Actualizado 13 de noviembre de 2025 - 12:33 p. m.
Tragedia de Armero: 'Galleguito', el genio tolimense que predijo la catástrofe pero que no fue escuchado
La vida de Fernando Gallego, el profesor tolimense que advirtió la tragedia de Armero antes de 1985 y fue tachado de loco por alertar al país
Periodista Digital
El profesor Fernando Gallego fue tildado de loco por sus advertencias sobre Armero.Crédito: Cortesía | Adaptación IA
El Nevado del Ruiz no es una montaña; es un ser arrugado y paciente entre el Tolima y Caldas, un león que duerme con el sueño nervioso de las bestias salvajes y que, muy de vez en cuando, exhala. No por erupción, sino por resabio, por el tedio de la espera. Y en 1985, ese tedio se convirtió en un rugido que solo una persona se atrevió a advertir con la dignidad de un sacerdote.
Su nombre era Fernando Gallego Jaramillo, pero para el Líbano, Tolima, y para la historia de la vergüenza nacional, era simplemente el ‘loco’.
Galleguito, como lo recuerda su familia y las calles del pueblo, no era un científico de laboratorios. Era un genio de montaña, un profesor de pueblo, un hombre que se construyó a sí mismo con la sabiduría de la naturaleza que lo rodeaba. La verdad, para él, no se encontraba en los informes extranjeros ni en los estudios con presupuesto, sino en el pulso y la fiebre de la tierra.
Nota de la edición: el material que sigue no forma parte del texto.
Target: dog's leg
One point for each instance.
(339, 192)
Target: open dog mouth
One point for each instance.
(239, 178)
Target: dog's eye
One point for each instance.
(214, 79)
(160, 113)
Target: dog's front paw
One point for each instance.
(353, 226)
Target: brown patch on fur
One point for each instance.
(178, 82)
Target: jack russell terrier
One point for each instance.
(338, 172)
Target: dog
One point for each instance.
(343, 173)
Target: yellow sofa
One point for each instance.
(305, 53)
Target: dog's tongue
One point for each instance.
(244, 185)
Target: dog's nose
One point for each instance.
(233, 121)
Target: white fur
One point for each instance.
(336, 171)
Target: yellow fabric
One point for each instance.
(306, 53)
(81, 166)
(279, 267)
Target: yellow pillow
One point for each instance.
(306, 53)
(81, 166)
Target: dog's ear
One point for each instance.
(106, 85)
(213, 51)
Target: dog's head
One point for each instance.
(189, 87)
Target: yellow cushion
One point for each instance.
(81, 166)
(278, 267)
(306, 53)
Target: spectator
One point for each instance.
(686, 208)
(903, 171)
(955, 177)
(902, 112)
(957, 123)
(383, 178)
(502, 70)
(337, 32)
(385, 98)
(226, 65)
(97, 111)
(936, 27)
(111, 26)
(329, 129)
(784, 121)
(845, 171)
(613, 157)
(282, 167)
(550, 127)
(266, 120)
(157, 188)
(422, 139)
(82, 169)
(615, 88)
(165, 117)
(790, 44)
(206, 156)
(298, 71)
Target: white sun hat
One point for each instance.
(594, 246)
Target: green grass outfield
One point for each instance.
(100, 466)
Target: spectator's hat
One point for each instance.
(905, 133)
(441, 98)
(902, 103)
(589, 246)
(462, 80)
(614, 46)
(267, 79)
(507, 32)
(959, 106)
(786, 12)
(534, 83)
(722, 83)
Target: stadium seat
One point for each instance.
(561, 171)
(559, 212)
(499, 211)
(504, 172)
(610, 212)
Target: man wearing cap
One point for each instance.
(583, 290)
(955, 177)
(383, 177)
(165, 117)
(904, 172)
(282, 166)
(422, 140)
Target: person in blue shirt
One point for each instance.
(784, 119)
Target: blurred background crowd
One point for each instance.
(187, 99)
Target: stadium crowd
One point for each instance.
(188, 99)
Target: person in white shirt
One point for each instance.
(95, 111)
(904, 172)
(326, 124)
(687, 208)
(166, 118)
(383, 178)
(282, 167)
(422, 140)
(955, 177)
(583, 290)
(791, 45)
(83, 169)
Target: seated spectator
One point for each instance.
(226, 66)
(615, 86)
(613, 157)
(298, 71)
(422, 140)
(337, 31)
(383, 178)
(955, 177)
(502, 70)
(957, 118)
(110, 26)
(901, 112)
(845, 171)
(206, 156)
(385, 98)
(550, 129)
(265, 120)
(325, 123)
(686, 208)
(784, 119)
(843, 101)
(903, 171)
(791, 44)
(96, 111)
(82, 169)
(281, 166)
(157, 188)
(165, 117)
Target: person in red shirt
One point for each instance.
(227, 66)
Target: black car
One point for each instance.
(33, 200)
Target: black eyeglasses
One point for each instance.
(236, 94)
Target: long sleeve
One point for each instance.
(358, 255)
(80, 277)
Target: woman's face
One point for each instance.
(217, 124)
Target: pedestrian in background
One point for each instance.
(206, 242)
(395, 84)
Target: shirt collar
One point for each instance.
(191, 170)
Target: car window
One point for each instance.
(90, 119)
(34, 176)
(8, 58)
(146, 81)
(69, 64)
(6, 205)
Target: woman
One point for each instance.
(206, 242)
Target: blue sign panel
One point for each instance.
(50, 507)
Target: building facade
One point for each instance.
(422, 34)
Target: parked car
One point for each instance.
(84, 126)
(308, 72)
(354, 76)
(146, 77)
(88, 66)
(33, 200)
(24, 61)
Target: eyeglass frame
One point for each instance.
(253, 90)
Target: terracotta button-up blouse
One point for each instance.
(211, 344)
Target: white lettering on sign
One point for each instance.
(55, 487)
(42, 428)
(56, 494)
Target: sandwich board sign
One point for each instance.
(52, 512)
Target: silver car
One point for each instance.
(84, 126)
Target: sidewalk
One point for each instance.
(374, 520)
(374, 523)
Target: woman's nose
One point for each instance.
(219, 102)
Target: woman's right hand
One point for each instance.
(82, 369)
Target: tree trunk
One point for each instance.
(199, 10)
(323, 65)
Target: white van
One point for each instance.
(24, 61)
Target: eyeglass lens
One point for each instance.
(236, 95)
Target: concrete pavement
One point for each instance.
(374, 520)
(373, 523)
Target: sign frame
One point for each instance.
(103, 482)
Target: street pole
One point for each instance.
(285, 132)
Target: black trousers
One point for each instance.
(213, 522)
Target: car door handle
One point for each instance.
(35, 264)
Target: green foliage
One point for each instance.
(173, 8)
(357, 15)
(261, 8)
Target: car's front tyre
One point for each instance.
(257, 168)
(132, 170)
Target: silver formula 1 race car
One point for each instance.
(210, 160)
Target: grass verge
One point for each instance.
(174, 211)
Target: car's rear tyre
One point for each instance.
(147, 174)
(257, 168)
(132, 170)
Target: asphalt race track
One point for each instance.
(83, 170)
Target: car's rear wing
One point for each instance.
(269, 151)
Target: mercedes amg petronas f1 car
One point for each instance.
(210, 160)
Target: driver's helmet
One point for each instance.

Mientras el Gobierno Nacional y los comités operativos de emergencia emitían boletines de "paz y tranquilidad" para sedar a las 26.000 almas que vivían bajo la sombra del Ruiz en Armero, Fernando Gallego subía. Subía dos, a veces tres veces a la semana al nevado que es también volcán, toda una rareza, como 'Galleguito'.
En su casa tenía un misterioso gabinete lleno de piedras y ceniza. Montó un laboratorio con las uñas. Su hermana, Norela Gallego, habló con Minuto60 sobre los recuerdos que aún conserva de él. Recuerdos de amor y asombro, la misma mezcla con la que se habla de algo sagrado y extinto.
"Él era un ser de otro planeta, la verdad. La inteligencia de él era, jum... Y todo con las uñas, porque él nunca recibió apoyo de nadie”, suspira con algo de enojo y algo de orgullo su hermana.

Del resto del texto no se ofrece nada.